En realidad, el método de Gregory La Cava es deudor de su larga experiencia como director (de comedias) en los tiempos del cine mudo. Una película, decía, siempre está en proceso de resolución. Tiene que moldearse de un día para otro a fin de adaptarse a las personalidades de quienes intervienen en ella. Sólo debe cristalizar en el momento cumbre de una escena o de una acción. Dicho de otra forma, La Cava empieza con una idea y un guión -coescribía los guiones aparezca o no acreditado-, y en el curso del rodaje tira con el guión, faltaría más, y sigue con la idea. Allan Scott, otro de los guionistas de La muchacha de la 5ª avenida, cuenta cómo la película cobraba forma en el plató y él estaba allí mientras el director trabajaba con los actores, y reescribía cuantas versiones fueran necesarias hasta que la escena funcionaba. La Cava rodaba la película en continuidad -o sea, en el orden en que se desarrollaba la historia escena por escena- y, otro vestigio de los tiempos del cine mudo, contaba siempre con un pianista en el plató para acompañar musicalmente la preparación de las escenas, para contribuir a que los actores 'entraran' en el universo de la película. Y con vistas a crear un ambiente propicio y estimulante instaló un bar en el plató de My Man Godfrey. Cabe añadir que, en tanto que director, La Cava se distinguía por disponer de un ojo muy entrenado en la música (visual y sonora) de la puesta en pantalla y de un 'compás' infalible para el movimiento de la puesta en escena: dominaba la dilatación (esa escena maravillosa del club nocturno con Irene Dunne y Robert Montgomery en Ansia de amor) o la contracción que requería una secuencia, la armonía, la pausa, las proporciones, la medida y el tono de cada momento, y de cada momento conjugado con los demás que componían la película para dotarla de unidad, la cualidad primordial de la gracia (o sea, del encanto). Condiciones todas ellas esenciales cuando se trata de vertebrar el humor y la comicidad, quizá por ello se hacen ya tan pocas (buenas) comedias. Y pocas tan maravillosas como My Man Godfrey que aquí se tituló como Al servicio de las damas, la película con la que se acuñó el término screwball, una celebración de la feliz confluencia entre la palabra y la comedia visual y física que hundía sus raíces en el cine cómico.
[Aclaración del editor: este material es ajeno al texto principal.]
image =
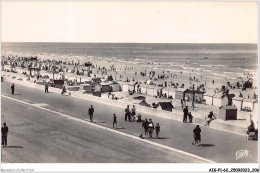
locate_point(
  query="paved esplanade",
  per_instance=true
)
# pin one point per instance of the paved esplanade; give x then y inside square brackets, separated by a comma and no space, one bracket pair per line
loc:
[219,146]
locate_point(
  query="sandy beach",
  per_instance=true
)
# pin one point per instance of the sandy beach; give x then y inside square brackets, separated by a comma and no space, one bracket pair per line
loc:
[179,74]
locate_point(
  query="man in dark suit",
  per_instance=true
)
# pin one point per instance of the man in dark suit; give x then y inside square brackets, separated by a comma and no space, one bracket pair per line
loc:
[185,114]
[4,131]
[91,112]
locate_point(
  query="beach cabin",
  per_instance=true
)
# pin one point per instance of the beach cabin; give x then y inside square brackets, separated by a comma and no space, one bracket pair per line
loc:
[157,91]
[222,100]
[238,102]
[58,83]
[198,95]
[250,103]
[166,106]
[172,92]
[139,98]
[143,103]
[227,113]
[97,87]
[208,97]
[150,89]
[165,91]
[115,87]
[143,88]
[123,86]
[105,87]
[149,82]
[131,86]
[179,93]
[87,88]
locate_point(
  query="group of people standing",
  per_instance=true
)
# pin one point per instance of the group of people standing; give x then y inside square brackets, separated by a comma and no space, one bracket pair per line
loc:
[187,114]
[149,127]
[130,114]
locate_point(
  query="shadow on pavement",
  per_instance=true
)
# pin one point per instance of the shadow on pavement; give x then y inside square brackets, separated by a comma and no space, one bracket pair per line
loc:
[207,145]
[98,122]
[120,128]
[14,147]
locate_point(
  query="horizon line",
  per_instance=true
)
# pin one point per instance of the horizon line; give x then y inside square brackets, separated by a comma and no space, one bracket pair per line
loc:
[122,42]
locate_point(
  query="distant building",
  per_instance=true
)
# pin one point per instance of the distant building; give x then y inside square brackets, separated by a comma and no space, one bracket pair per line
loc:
[166,106]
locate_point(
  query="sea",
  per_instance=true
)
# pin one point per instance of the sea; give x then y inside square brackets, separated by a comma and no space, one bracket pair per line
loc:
[219,59]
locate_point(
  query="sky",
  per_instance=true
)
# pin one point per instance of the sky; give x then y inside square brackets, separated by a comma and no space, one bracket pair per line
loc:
[133,22]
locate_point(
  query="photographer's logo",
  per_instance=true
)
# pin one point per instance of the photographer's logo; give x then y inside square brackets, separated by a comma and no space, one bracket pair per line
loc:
[241,153]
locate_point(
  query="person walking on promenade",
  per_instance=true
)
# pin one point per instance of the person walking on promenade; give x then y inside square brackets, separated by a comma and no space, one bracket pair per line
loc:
[209,119]
[12,88]
[185,114]
[157,130]
[91,112]
[114,121]
[196,135]
[181,104]
[151,128]
[133,111]
[190,117]
[145,126]
[46,87]
[127,113]
[4,131]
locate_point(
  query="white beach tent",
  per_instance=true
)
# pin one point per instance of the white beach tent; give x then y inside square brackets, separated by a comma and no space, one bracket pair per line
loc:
[179,93]
[238,102]
[124,86]
[150,89]
[143,88]
[172,92]
[165,91]
[157,90]
[222,100]
[251,103]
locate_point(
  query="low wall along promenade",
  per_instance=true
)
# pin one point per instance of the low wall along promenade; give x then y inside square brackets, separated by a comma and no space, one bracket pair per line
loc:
[175,115]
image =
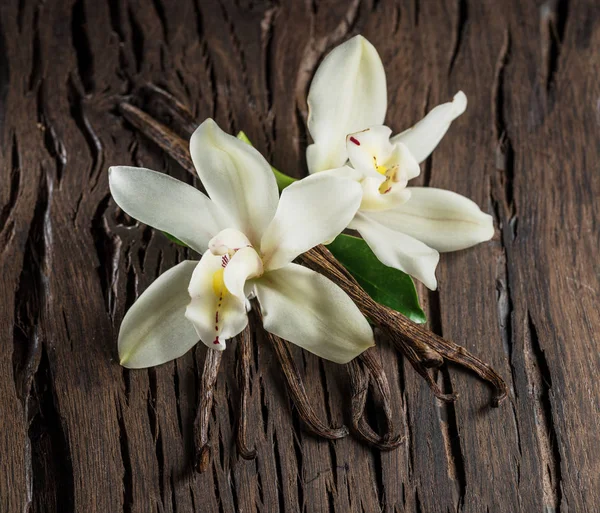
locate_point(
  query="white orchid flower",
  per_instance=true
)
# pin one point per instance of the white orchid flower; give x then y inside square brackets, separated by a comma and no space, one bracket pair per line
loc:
[405,227]
[249,237]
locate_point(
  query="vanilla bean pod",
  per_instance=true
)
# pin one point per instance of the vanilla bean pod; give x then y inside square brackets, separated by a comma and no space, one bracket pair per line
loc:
[296,389]
[422,348]
[176,147]
[245,341]
[205,400]
[359,381]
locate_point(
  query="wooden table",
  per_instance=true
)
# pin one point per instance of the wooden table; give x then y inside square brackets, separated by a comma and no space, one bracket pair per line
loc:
[81,434]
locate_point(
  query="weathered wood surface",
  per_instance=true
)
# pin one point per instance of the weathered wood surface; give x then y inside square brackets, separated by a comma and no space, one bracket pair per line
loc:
[79,433]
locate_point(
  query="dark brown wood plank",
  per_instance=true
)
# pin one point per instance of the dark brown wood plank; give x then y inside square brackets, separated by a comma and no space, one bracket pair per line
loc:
[79,433]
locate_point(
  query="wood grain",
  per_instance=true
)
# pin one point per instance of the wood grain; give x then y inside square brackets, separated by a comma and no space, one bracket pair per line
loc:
[81,434]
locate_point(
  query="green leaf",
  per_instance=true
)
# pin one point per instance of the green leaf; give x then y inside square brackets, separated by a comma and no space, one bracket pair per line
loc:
[174,239]
[282,179]
[385,285]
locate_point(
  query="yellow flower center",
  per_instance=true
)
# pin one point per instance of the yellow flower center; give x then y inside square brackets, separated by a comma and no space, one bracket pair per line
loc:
[219,287]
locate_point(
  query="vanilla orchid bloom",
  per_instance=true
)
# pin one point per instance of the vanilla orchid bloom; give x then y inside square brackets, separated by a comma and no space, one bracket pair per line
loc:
[405,227]
[249,237]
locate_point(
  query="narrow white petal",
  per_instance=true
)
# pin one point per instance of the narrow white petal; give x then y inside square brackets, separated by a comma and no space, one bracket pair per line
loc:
[307,309]
[443,220]
[155,329]
[397,250]
[245,264]
[311,211]
[347,94]
[236,177]
[166,204]
[216,314]
[423,137]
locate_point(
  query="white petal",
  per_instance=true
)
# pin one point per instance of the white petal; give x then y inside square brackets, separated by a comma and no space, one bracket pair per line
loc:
[443,220]
[311,211]
[155,329]
[397,250]
[166,204]
[370,147]
[227,240]
[216,314]
[307,309]
[236,177]
[245,264]
[347,94]
[423,137]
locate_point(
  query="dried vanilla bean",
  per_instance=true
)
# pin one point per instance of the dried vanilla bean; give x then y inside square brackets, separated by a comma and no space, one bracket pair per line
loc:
[359,380]
[174,146]
[205,400]
[297,390]
[245,342]
[420,346]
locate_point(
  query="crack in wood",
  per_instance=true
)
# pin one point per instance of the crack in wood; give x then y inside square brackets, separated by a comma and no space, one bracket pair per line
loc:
[461,22]
[540,389]
[81,45]
[553,21]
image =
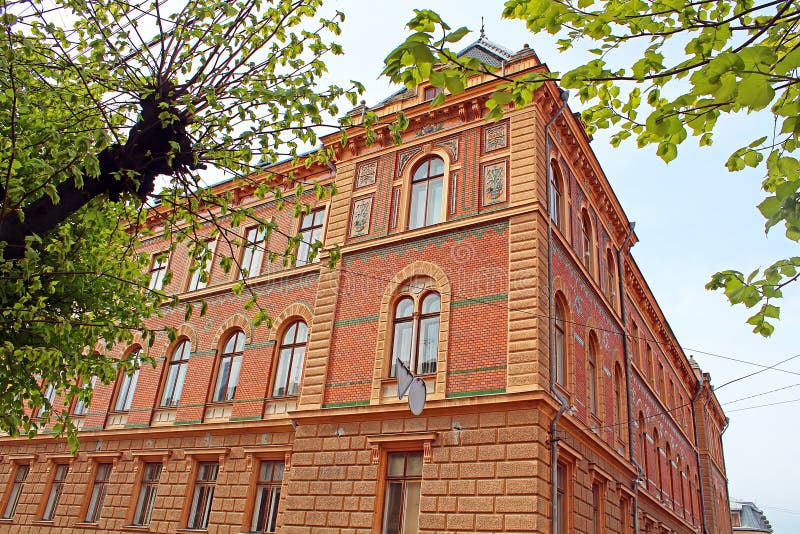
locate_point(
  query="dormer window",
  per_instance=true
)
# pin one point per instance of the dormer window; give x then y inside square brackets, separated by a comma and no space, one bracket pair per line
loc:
[426,194]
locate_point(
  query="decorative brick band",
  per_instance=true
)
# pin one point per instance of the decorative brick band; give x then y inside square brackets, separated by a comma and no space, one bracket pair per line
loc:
[476,393]
[356,320]
[350,383]
[346,404]
[479,300]
[476,370]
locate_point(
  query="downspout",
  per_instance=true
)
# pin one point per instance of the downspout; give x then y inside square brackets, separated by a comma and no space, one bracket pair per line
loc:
[697,456]
[626,352]
[564,404]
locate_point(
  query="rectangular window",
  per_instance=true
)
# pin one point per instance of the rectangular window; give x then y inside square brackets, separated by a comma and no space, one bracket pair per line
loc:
[268,495]
[56,489]
[203,495]
[158,268]
[99,489]
[401,506]
[202,267]
[16,490]
[310,233]
[147,493]
[80,407]
[597,509]
[559,525]
[253,253]
[127,387]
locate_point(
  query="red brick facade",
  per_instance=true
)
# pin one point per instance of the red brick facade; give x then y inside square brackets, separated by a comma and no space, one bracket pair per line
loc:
[486,435]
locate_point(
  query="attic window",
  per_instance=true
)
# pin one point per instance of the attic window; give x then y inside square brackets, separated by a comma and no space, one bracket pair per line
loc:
[431,92]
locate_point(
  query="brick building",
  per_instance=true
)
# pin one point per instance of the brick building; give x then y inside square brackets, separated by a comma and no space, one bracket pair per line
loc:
[493,259]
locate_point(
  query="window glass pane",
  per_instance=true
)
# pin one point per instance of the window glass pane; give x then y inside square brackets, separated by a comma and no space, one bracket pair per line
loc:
[405,308]
[288,337]
[431,303]
[297,371]
[282,374]
[416,216]
[222,379]
[428,349]
[397,465]
[392,508]
[402,344]
[411,512]
[437,167]
[302,332]
[434,209]
[233,382]
[414,465]
[421,173]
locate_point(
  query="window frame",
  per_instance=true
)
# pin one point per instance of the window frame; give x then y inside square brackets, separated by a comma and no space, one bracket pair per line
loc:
[195,278]
[236,359]
[55,490]
[405,480]
[182,348]
[307,241]
[253,252]
[272,486]
[587,241]
[416,320]
[294,346]
[592,377]
[97,492]
[557,198]
[146,491]
[158,270]
[427,180]
[14,489]
[205,494]
[129,383]
[561,312]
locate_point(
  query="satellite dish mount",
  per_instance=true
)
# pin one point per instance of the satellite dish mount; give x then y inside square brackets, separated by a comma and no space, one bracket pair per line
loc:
[413,385]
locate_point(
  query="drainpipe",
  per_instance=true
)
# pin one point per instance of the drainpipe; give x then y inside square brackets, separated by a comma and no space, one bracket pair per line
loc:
[697,456]
[564,404]
[626,352]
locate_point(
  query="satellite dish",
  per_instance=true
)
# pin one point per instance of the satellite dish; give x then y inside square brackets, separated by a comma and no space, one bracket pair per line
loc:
[404,378]
[416,395]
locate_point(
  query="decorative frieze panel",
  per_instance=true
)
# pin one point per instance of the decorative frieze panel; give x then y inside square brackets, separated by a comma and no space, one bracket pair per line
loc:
[366,174]
[494,182]
[361,216]
[495,137]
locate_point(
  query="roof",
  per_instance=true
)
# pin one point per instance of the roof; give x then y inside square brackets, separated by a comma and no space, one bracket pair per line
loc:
[487,51]
[751,517]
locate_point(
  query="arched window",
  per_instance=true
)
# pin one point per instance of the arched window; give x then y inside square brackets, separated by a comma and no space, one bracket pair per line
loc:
[643,448]
[611,278]
[176,374]
[591,373]
[426,194]
[415,339]
[657,450]
[586,241]
[291,355]
[668,450]
[556,195]
[126,387]
[560,339]
[619,410]
[230,363]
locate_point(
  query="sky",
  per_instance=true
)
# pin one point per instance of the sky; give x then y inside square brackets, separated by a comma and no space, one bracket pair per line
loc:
[693,218]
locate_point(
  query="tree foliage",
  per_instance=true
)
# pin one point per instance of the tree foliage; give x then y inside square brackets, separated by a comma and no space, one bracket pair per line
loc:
[97,101]
[739,57]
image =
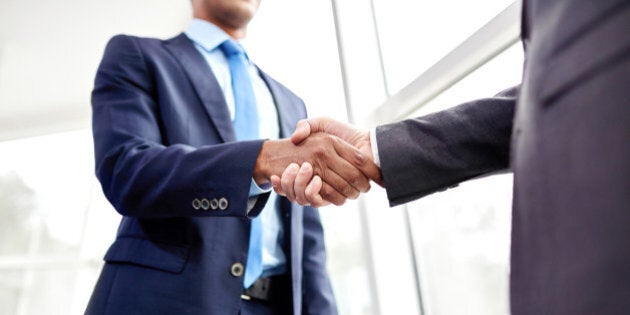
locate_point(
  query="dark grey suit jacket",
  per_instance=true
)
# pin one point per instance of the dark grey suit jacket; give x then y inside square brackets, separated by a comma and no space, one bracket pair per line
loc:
[566,135]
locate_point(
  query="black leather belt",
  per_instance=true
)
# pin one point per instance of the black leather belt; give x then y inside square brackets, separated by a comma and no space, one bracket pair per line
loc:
[268,289]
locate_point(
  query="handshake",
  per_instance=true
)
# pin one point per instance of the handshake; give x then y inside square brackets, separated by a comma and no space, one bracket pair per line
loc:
[324,162]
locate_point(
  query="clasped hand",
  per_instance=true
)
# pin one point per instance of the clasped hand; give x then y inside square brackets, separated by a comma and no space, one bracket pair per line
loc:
[317,185]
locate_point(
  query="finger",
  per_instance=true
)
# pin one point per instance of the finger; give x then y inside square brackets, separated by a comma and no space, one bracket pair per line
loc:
[277,185]
[302,179]
[288,177]
[329,194]
[363,162]
[350,166]
[330,174]
[312,193]
[302,131]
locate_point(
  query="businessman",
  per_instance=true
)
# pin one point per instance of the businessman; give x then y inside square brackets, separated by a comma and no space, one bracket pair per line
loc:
[178,130]
[564,132]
Morrie Ryskind, que también escribió para (y con) los hermanos Marx Una noche en la ópera (1935) y El hotel de los líos (1938), había ganado el Pulitzer en 1932 como co-autor del musical de Broadway Of Thee I Sing con George S. Kaufman e Ira Gershwin, era reportero y columnista político, y no tenía mucho tiempo para los guiones, pero cuando se decidía a hacer una película no era de los que se encerraba en una habitación con una máquina de escribir, sino que se instalaba en el plató y asistía a los ensayos reescribiendo los diálogos sobre la marcha, conjugando sus ideas con las del director y los actores en una distendida atmósfera de trabajo. Así sucedió durante el rodaje de My Man Godfrey. Una película que adopta la lógica -es un decir- de la cabecita loca de su protagonista femenina, Irene (Carole Lombard), conjugada con el tránsito por las sucesivas máscaras que adopta con la mayor naturalidad del mundo su protagonista masculino, Godfrey (William Powell), un personaje que en el papel de homeless es rescatado del basurero donde vive por Irene e introducido en el hogar de una familia opulenta en el papel de mayordomo, una familia que define muy bien el padre de la chica, ese orondo y sublime Eugene Pallette (al que volveremos a ver en Ansia de amor, esta vez en el papel de Elmer, el mayordomo): "Lo único que se necesita para un manicomio son cuatro paredes y la gente apropiada".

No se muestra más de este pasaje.